Targeted integration of the hGMCSF transgene into the Csn1s1 locus using CRISPR/Cas9 approach. (A) Structure of the hGMCSF donor vector and its insertion into the Csn1s1 Exon 2. (B) Replacement of the Csn1s1 coding sequence with the hGMCSF donor vector. Wild type mouse Csn1s1 ORF is shown below the vector. Red lines indicate transcript exon-splice sites used for ddPCR expression analysis. Red bubbles symbolize Cas9 cut sites. ATG, TGA—start and stop codons, respectively.

Figure 2
figure 2

Whole-genome sequencing of the REP-GM homozygous line. Mouse Csn1s1 locus lost 13.7 Kb of the coding sequence and the hGMCSF transgene was inserted instead. Three SNP located at the hGMCSF introns were present in the original vector.

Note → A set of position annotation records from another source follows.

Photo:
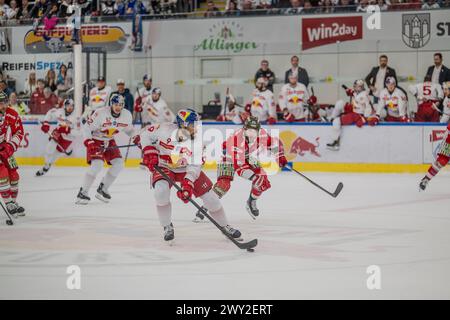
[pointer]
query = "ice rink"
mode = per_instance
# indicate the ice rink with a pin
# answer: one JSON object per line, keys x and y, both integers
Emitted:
{"x": 310, "y": 245}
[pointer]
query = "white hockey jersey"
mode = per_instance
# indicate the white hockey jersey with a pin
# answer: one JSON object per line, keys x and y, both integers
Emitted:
{"x": 394, "y": 102}
{"x": 62, "y": 120}
{"x": 99, "y": 97}
{"x": 361, "y": 103}
{"x": 101, "y": 125}
{"x": 156, "y": 112}
{"x": 426, "y": 91}
{"x": 294, "y": 99}
{"x": 262, "y": 105}
{"x": 177, "y": 152}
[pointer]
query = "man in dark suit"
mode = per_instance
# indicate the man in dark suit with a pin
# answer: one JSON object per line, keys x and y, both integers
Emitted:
{"x": 377, "y": 77}
{"x": 302, "y": 74}
{"x": 438, "y": 73}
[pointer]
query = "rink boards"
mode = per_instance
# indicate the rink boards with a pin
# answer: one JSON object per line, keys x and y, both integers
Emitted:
{"x": 384, "y": 148}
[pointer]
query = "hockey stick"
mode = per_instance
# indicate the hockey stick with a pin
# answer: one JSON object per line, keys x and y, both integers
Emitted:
{"x": 338, "y": 190}
{"x": 247, "y": 245}
{"x": 9, "y": 222}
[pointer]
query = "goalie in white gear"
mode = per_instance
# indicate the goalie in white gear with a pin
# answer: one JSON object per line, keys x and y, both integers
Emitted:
{"x": 428, "y": 96}
{"x": 99, "y": 132}
{"x": 178, "y": 151}
{"x": 62, "y": 136}
{"x": 155, "y": 109}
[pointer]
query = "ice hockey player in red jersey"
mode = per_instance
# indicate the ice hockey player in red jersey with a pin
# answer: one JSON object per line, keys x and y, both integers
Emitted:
{"x": 241, "y": 153}
{"x": 178, "y": 150}
{"x": 62, "y": 136}
{"x": 11, "y": 135}
{"x": 443, "y": 156}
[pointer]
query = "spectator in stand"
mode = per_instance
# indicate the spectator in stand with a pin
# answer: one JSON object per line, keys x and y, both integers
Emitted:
{"x": 125, "y": 92}
{"x": 42, "y": 101}
{"x": 265, "y": 72}
{"x": 30, "y": 84}
{"x": 295, "y": 8}
{"x": 438, "y": 73}
{"x": 326, "y": 6}
{"x": 40, "y": 9}
{"x": 108, "y": 8}
{"x": 65, "y": 9}
{"x": 212, "y": 10}
{"x": 64, "y": 80}
{"x": 120, "y": 7}
{"x": 4, "y": 87}
{"x": 302, "y": 74}
{"x": 430, "y": 4}
{"x": 14, "y": 11}
{"x": 50, "y": 80}
{"x": 25, "y": 9}
{"x": 232, "y": 9}
{"x": 376, "y": 79}
{"x": 17, "y": 105}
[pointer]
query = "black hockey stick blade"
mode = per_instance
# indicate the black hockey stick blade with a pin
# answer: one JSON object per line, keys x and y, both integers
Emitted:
{"x": 246, "y": 245}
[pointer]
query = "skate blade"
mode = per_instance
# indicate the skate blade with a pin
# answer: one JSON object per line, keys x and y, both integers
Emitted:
{"x": 102, "y": 199}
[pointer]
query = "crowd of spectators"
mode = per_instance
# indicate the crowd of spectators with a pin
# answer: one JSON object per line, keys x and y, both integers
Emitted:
{"x": 20, "y": 10}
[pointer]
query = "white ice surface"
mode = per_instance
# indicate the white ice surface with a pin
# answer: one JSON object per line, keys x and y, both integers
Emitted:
{"x": 310, "y": 245}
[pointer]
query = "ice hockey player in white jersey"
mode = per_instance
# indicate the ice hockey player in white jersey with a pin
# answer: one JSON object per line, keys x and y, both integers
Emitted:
{"x": 178, "y": 151}
{"x": 155, "y": 109}
{"x": 60, "y": 140}
{"x": 262, "y": 104}
{"x": 428, "y": 96}
{"x": 357, "y": 111}
{"x": 293, "y": 100}
{"x": 392, "y": 103}
{"x": 99, "y": 133}
{"x": 143, "y": 93}
{"x": 445, "y": 118}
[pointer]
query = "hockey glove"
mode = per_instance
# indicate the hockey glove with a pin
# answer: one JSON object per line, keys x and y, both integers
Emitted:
{"x": 150, "y": 157}
{"x": 187, "y": 188}
{"x": 222, "y": 186}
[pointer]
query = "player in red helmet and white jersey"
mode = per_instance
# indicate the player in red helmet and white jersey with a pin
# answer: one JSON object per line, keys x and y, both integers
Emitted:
{"x": 443, "y": 156}
{"x": 62, "y": 136}
{"x": 262, "y": 103}
{"x": 293, "y": 100}
{"x": 99, "y": 133}
{"x": 178, "y": 150}
{"x": 11, "y": 135}
{"x": 428, "y": 96}
{"x": 357, "y": 111}
{"x": 155, "y": 109}
{"x": 445, "y": 118}
{"x": 392, "y": 103}
{"x": 241, "y": 155}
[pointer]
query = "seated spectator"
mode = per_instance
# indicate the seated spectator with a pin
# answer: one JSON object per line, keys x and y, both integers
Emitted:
{"x": 326, "y": 6}
{"x": 430, "y": 4}
{"x": 19, "y": 106}
{"x": 212, "y": 10}
{"x": 265, "y": 72}
{"x": 232, "y": 9}
{"x": 64, "y": 80}
{"x": 108, "y": 8}
{"x": 295, "y": 8}
{"x": 50, "y": 80}
{"x": 125, "y": 92}
{"x": 4, "y": 87}
{"x": 30, "y": 84}
{"x": 345, "y": 6}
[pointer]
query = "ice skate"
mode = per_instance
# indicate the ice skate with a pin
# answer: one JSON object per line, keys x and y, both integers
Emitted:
{"x": 102, "y": 195}
{"x": 82, "y": 197}
{"x": 251, "y": 207}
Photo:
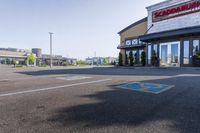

Detection of the human GMCSF in milk of the transgenic mice

We quantitatively measured milk secretion of the hGMCSF using ELISA kit. Milk was collected on day 10 of lactation. Whole milk was diluted with water and assayed on a plate (Sup. Fig. 3) in triplicates. On average, the hGM-CSF milk concentrations constituted 2–11 µg/ml for INS-GM and 161–454 µg/ml for REP-GM (Table 1). In general, REP-GM mice showed much higher expression than INS-GM, and homozygotes had higher levels than hemizygotes (Table 1). Using the same kit, we detected presence of the hGM-CSF in serum of lactating females: the levels were minimal for INS-GM and in a range of 1–3 µg/ml for REL-GM integration.

Table 1 ELISA quantification of the hGMCSF in the milk and blood of transgenic female mice.

Diluted milk samples (20 µg of total protein) were separated on SDS-PAGE and transferred to PVDF membrane. The membrane was first stained with a reversible dye to visualize milk proteins (Fig. 3A). As expected, homozygous transgenic lines lacked casein. We also noticed traces of protein degradation, which could be connected to the Csn1s1 knock-out23 (see “Discussion” section). Milk samples were also stained with the anti-hGMCSF antibodies to verify presence of hGMCSF. We were able to detect the band of expected size (14.5 kDa), which had multiple forms due to glycosylation (Fig. 3B, Sup. Figs. 8, 9), similar to previous reports24.

Figure 3
figure 3

Detection of the hGMCSF in the milk of transgenic mice. (A) Total milk protein reversibly stained on a PVDF membrane. WT 1–3—wild-type milk samples; INS-GM 1–2—homozygous INS-GM milk samples; REP-GM 1–3—homozygous REP-GM milk samples. Left lane—protein molecular weight marker (Protein Ladder 10 to 180 kDa). (B) Western blot analysis of the REP-GM homozygous milk samples with anti-hGMCSF antibodies.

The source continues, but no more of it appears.